Image description: A blonde woman sits in a church pew, facing away from the camera. Image courtesy of pixabay, pixabay license.

This October, Pope Francis is kicking off a three year synod, assembling leaders and laypeople to discuss issues of church doctrine and practices. One big question on the table: should the Catholic church ordain women women as deacons? Driven in part by a growing movement of women around the world who feel called to ordination, the case for ordaining women will likely be to be one of the most hotly debated issues among Catholics worldwide. 

After hundreds of years restricting the role of women in church leadership, how did the Church even get to this point? The story begins with changes in mainstream culture. Historically, changing norms around sex and gender have encouraged church leaders to reexamine their existing doctrines, particularly if church participation is declining. As  mainstream culture changes, religious institutions face the challenge of “retraditioning” themselves for the future: adjusting their doctrines and practices to better align with changing mainstream culture.

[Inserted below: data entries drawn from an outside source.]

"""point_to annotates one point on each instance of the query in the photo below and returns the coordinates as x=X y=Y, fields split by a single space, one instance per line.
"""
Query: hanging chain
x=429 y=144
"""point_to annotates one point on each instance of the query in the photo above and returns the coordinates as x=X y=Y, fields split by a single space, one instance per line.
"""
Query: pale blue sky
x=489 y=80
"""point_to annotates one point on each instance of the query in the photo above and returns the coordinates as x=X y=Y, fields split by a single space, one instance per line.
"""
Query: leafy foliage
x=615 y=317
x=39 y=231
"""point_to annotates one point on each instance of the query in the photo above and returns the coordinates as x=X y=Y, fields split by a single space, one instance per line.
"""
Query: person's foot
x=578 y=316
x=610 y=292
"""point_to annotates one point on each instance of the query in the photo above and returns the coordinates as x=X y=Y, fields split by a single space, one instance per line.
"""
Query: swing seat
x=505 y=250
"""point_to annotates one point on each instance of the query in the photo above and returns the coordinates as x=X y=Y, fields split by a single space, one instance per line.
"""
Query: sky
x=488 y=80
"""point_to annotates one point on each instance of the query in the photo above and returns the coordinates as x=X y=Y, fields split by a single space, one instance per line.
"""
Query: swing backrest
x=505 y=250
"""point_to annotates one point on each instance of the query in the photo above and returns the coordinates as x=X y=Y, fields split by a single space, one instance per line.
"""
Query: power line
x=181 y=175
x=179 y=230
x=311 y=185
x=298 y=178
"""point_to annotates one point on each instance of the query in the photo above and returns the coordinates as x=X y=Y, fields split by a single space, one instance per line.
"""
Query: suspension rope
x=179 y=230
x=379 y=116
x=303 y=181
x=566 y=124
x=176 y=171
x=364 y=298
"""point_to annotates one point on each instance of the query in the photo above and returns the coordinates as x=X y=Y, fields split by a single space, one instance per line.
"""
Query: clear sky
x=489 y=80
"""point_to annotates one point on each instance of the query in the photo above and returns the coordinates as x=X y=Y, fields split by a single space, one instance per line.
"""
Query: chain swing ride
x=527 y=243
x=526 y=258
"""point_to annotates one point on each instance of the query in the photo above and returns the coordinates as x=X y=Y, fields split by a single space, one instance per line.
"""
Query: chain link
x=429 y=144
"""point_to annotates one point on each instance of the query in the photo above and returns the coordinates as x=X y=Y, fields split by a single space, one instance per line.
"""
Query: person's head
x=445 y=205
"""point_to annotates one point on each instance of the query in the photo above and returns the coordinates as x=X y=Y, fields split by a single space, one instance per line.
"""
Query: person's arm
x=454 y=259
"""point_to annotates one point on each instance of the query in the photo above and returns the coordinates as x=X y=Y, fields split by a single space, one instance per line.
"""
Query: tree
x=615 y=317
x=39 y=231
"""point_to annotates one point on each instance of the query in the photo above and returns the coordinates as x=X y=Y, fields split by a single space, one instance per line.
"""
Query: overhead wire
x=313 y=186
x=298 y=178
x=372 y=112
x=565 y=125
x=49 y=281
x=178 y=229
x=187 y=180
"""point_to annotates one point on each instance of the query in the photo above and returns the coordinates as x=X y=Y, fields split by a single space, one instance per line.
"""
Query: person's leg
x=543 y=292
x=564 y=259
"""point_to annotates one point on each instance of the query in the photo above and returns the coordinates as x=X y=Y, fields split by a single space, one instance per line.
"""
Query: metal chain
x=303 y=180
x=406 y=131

Religious leaders then debate proposed changes to church doctrines and practices–exactly the point that the Catholic Church is at today with the upcoming three-year synod.

What will happen at the end of the synod in 2024? Historical research suggests that after church leaders begin debating ideologies, changes to church policy often come through sheer luck, force, or the influence of powerful personalities. Only time will tell if the church leaders will have responded to the calls of these Catholic women.